Most people have a physical reaction when I tell them what’s in this cake that makes it so special, so if you need a moment to either shudder or clap your hands in gleeful anticipation, this is your moment. Take it.
All done? Good. Let’s get to the recipe.
Ingredients
- 2 cups unsifted all-purpose flour
- 2/3 cup unsweetened cocoa powder
- 1 1/4 tsp. baking soda
- 1/4 tsp. baking powder
- 4 eggs
- 1 2/3 cups sugar
- 1 tsp. vanilla extract
- 1 cup full-fat mayonnaise
- 1 1/3 cups water
Instructions
- Preheat oven to 350°.
- Grease and lightly flour (with cocoa) two 9-inch round cake pans.
- In medium bowl, combine flour, cocoa, baking soda and baking powder; set aside.
- In large bowl, with electric mixer at high speed, beat eggs, sugar and vanilla until light and fluffy, about 3 minutes.
- At low speed, beat in mayonnaise. Mix well.

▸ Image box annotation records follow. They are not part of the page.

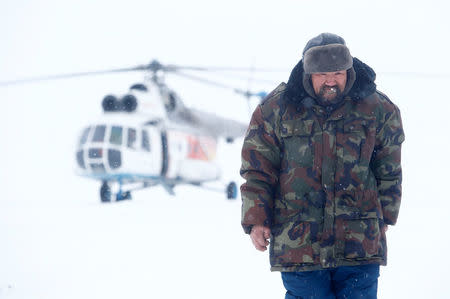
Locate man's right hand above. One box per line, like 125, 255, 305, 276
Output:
250, 225, 270, 251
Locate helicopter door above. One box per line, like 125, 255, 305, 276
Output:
125, 127, 162, 177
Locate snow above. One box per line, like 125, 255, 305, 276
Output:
0, 0, 450, 299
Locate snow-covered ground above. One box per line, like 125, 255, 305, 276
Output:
0, 0, 450, 299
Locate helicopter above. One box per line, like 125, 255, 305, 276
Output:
0, 60, 274, 203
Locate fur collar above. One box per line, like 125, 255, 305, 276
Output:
286, 57, 376, 101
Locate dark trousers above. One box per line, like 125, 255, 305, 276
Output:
281, 265, 380, 299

- Add flour mixture in 4 additions, alternatively with water, beginning and ending with flour mixture.
- Pour into prepared pans.
- Bake 30-35 minutes or until toothpick inserted in centers comes out clean.

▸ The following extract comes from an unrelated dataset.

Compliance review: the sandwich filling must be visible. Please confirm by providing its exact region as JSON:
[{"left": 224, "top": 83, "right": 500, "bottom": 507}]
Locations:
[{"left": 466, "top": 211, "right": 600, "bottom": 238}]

- Cool 10 minutes in pans, then remove from pans and cool completely.
- Frost.
- Eat.
- Groan from sheer ecstasy.
Notes
Adapted from a Hellman's recipe that I don't have a link for because my notes are that old.
You can either make this recipe as a frosted layer cake, or simply fill it with your fav filling and then sprinkled with confectioner’s sugar, or…

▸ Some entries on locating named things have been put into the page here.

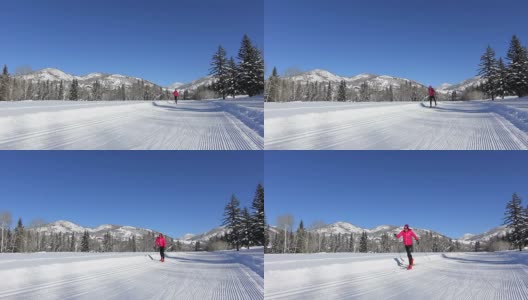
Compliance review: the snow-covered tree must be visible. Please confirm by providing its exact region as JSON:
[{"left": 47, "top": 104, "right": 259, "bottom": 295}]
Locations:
[
  {"left": 222, "top": 195, "right": 242, "bottom": 251},
  {"left": 238, "top": 35, "right": 264, "bottom": 97},
  {"left": 0, "top": 65, "right": 10, "bottom": 101},
  {"left": 506, "top": 35, "right": 528, "bottom": 97},
  {"left": 209, "top": 46, "right": 230, "bottom": 100},
  {"left": 478, "top": 46, "right": 497, "bottom": 100},
  {"left": 337, "top": 80, "right": 346, "bottom": 101},
  {"left": 69, "top": 79, "right": 79, "bottom": 100},
  {"left": 504, "top": 193, "right": 528, "bottom": 251},
  {"left": 81, "top": 231, "right": 90, "bottom": 252}
]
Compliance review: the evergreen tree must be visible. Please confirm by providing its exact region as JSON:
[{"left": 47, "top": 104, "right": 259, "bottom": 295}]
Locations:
[
  {"left": 58, "top": 80, "right": 64, "bottom": 100},
  {"left": 209, "top": 46, "right": 230, "bottom": 100},
  {"left": 222, "top": 194, "right": 242, "bottom": 251},
  {"left": 238, "top": 35, "right": 264, "bottom": 97},
  {"left": 325, "top": 81, "right": 332, "bottom": 101},
  {"left": 69, "top": 79, "right": 79, "bottom": 100},
  {"left": 337, "top": 80, "right": 346, "bottom": 101},
  {"left": 504, "top": 193, "right": 527, "bottom": 251},
  {"left": 226, "top": 57, "right": 238, "bottom": 98},
  {"left": 0, "top": 65, "right": 10, "bottom": 101},
  {"left": 506, "top": 35, "right": 528, "bottom": 97},
  {"left": 478, "top": 46, "right": 497, "bottom": 100},
  {"left": 13, "top": 218, "right": 25, "bottom": 252},
  {"left": 359, "top": 231, "right": 368, "bottom": 253},
  {"left": 498, "top": 57, "right": 509, "bottom": 99},
  {"left": 81, "top": 231, "right": 90, "bottom": 252},
  {"left": 251, "top": 183, "right": 266, "bottom": 246}
]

…you can make an Elephant Cake either for someone’s birthday or just because you had a hankering for AN ELEPHANT CAKE!
Check it:
So stinkin’ adorable, and for the record, Boy is grown and we are now making these for Sweet E (he’s a third generation Elephant Cake eater!), but if G-Daddy or Boy decide their life needs more Elephant cake, then they get one too.
You can click the “elephant cake” link above to get the deets on how it’s constructed. The best part about that cake is the creativity and fun kiddos (grown kiddos) have in decorating it. Jsut put bowls of candy on the table and let then at it.
So. What are you waiting for? To the kitchen!
Happy Baking, Y’all!
Carrie
Saturday 3rd of September 2016
Gonna try this. I always add 2 Tablespoons of mayo when I make banana bread make it moist. That's the secret to it.
Patti Tucker
Sunday 4th of September 2016
I use sour cream in my banana bread, but same concept!